1. Back in the summer I worked at KEMA in a with two guys, Aaron and Isaac. One day the topic of Turkey had come up and Aaron mentioned that he had a Turkish roommate. I was curious what her name was and where in Turkey she was from. He more or less supplied that information and I had all but forgotten about her a few days later. This was in early July. Fast-forward to my flight to Turkey the other day. I was with a friend, Leon, about to board the plane in Boston when he saw his friend, Selin. I was introduced and we began talking. My seat was very near Selin's on the plane and so we asked someone to switch with me, which the man happily agreed, for, for him it was a switch from a middle seat to an aisle seat. By the way, did you notice the use of "for, for"? I thought it was brilliant. Anyway Selin and I were talking a lot when I pulled out a notebook on which to write that happened to be an old KEMA notepad. She saw the logo and asked about it. I told her I had worked there the summer and then she gasped. After a few moments of being stunned and me really getting curious, she said "you know my roomate".

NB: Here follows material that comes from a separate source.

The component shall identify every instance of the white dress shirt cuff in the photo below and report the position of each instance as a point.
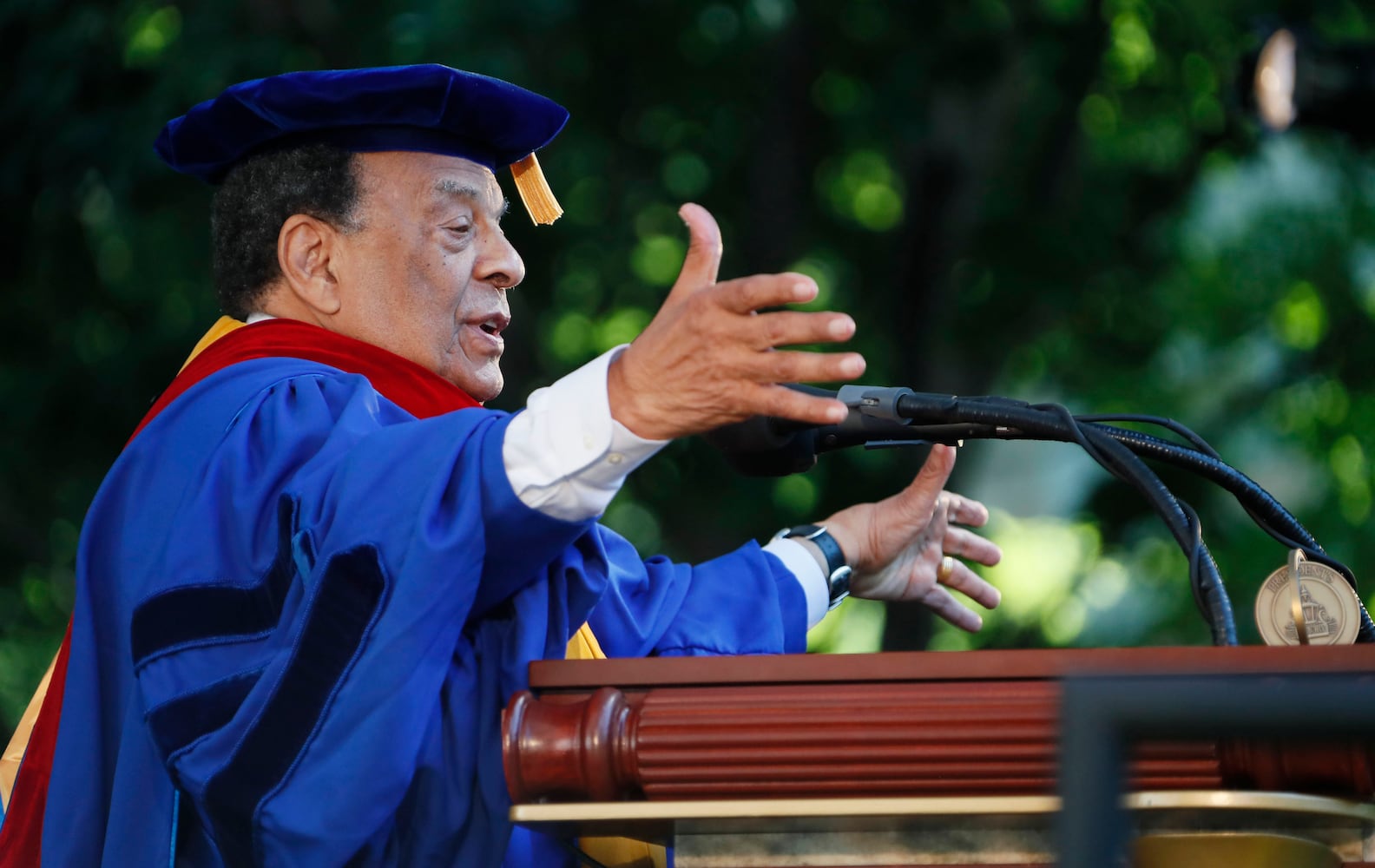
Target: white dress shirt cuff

2. Pınar and I went out for dinner together in the part of İstanbul called Taksim, which is everybody's favorite place. We had a big dinner and then went looking for a place to sit and get a drink. The problem was that in Taksim there are like 1,000 places to do this. So we wandered and wandered. Too crowded, too many old people, too expensive, too loud, too sketchy looking, too close to the sketchy looking place... We thought of every excuse not to enter one place or another. After wandering for a long while Pınar stopped in front of a place we had passed previously. A man was already ushering us to sit down at a small outside table. Most of the places we went were so crowded that one had to sit outside. Anyway I figured that after a beer I might not mind the cold so much. We sat down and each got a beer. I got a large, which turned out to be huge, and Pınar got a small, which turned out to be large.
Sitting hunched over the table, we had barely spoken two or three sentences and taken two or three sips when suddenly I heard my name. "JEREMY!" Not to brag, but I am used to this thing back in the Worcester/Boston area, because I know enough people randomly that I sometimes run into them in strange places. But in İstanbul I stop wondering if I will run into someone unexpectedly because there are 10 people in İstanbul that I know and 11 million people I don't know. The odds of seeing one of them on the street is literally one-in-a-million.
When I looked up, I did not see a Turk. Instead I saw Isaac from KEMA. He stood there smiling. I jumped to my feet to shake his hand and asked the predictable question "What the hell are you doing here?!?" He was vacationing for a few days in İstanbul with his brother and parents. They had arrived in İstanbul just a day or two before. He told me that he was in large part inspired to visit Turkey because of me and another friend of his. Sure I mentioned Turkey when we were chatting at work and spoke highly of it, but I didn't think he would visit anytime soon. As amazed as I was to see him, I could only wonder what his amazement was like. To meet someone who is more or less obsessed with a far away place and then to have a chance encounter with that person in that far away place... He must think I live here or run the city or something.
Well, I am sorry, but in my dazed state, I did not think to take a picture. I will try to pull the camera out a bit more in the next few days. Tonight, I might see Isaac again. Tomorrow, I will see Misa again. This trip is about to get out of the introduction and enter chapter one.